Als je wakker wordt kan de wereld anders zijn. Soms heb je tijd nodig om te ontdekken wie je bent, of je nog dezelfde bent zoals je herinnering dat aanreikt. Deze divergentie tussen een nieuwe ervaring in de ochtend, een nieuwe dag en het amalgaam van je herinnering wordt door Paul Valéry prachtig verwoord:


Warum kann ich den Augenblick nicht hinauszögern, da ich zu mir komme, nicht säumen im umfassenden Zustand? Warum sollte ich diesen Morgen gerade mich wählen? Was zwingt mich, meine Freuden und meine Leiden wieder an mich zu nehmen? Und wenn ich nun meinen Namen, meine Wahrheiten, meine Gewohnheiten, meine Ketten wieder fahrenließe gleich Traumen der Nacht – wie einer, der verschwinden und ein neuer Mensch werden will, am Ufer des Meers sorgfältig seine Kleider und Papiere zurücklässt? Werde ich nicht jetzt von den Träumen belehrt, vom Erwachen ermahnt? Und der Sommermorgen, ist er nicht der Augenblick, nicht der gebieterische Rat, ein anderer zu werden? Der Schlaf hat das Spiel durcheinandergebracht, die Karten gemischt; und die Träume haben alles vermengt, alles van neuem in Frage gestellt .. .
Das Erwachen kennt eine Zeit der Geburt, der Geburt aller Dinge, bevor irgendeines entsteht. Da ist eine Nacktheit, ehe man sich wieder ankleidet. Paul Valéry (pag. 53)

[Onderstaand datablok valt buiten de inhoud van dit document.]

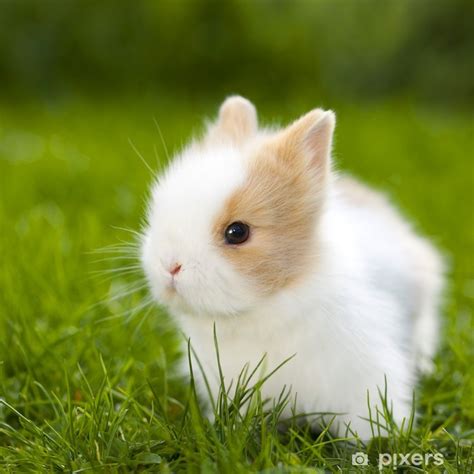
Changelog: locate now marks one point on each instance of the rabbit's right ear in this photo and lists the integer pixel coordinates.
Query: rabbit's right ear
(236, 122)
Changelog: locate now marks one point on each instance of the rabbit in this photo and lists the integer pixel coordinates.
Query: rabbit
(251, 233)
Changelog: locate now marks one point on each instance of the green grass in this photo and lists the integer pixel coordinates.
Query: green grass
(88, 376)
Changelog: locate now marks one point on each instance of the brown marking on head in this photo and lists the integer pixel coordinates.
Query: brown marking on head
(236, 122)
(281, 201)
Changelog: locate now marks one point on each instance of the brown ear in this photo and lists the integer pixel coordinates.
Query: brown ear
(308, 140)
(237, 120)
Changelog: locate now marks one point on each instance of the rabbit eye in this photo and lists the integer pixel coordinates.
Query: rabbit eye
(237, 233)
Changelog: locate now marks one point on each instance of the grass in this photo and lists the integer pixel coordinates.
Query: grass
(88, 378)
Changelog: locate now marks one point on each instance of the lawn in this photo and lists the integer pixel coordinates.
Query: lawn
(88, 377)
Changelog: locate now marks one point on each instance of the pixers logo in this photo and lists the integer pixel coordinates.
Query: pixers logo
(396, 460)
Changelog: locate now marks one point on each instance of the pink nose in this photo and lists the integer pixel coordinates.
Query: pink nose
(175, 269)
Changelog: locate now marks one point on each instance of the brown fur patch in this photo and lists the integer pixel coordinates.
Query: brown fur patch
(280, 201)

Wakker worden is dus als het ware een nieuw geboren worden. Een nieuwe dag en nieuwe kansen. Buiten rijdt een grote vrachtauto met reclame rond: a new day, new opportunities. Het is een reclame voor een bedrijf dat beddegoed van het ziekenhuis wast. Ook dat moet vernieuwd, gewassen, gestreken worden opdat het opnieuw gebruikt kan worden. Misschien is de nacht wel een wasbeurt voor ons geheugen, de oude, pijnlijke dingen even verzacht, verlicht, verminderd. En dan de ochtend, het gladstrijken ervan, nachtmerries opschrijven, vertellen, mooie dromen, vreemde dromen even vasthouden en doorgeven. Of zo snel mogelijk proberen te vergeten door je te richten op de alledaagse dingen. Dan breekt de dag weer aan en ben jij jezelf weer. De plicht roept, de wekker heeft je teruggebracht tot je dagelijks bestaan.


Maar tegenwoordig is de wereld anders: je dagelijks bestaan is veranderd – 100 jaar geleden was het definitief anders. Waarom? Omdat de digitale instrumenten zoals computer en telefoon je leven nu kleuren. Had je toen je werk, je hobby, je bezigheden voor lichaam en geest, afgerond met een nachtelijk moment van slapen, nu heb je de 24 uurs economie, het voortdurend ‘on-line’ kunnen zijn, voortdurend eigenlijk weg van jezelf. Ben je nu nog jezelf, kun je nog jezelf blijven met deze druk op je geest en op je lichaam? Het verlangen alles te willen bijhouden, te willen zien, meemaken? Wat de effecten van de ontwikkelingen van de laatste 10 jaar zijn op dit gebied is nog niet bekend. We zullen het zien. Slaapproblemen hebben velen, studenten klagen over drukte in hun hoofd en in hun geest. Moeheid hoort bij het bestaan, zo lijkt het. Is er ooit nog iemand echt uitgerust? Voldaan uitgerust in onze maatsschappij van hollen en jagen, van zelf opgelegde druk om te presteren, om te schitteren?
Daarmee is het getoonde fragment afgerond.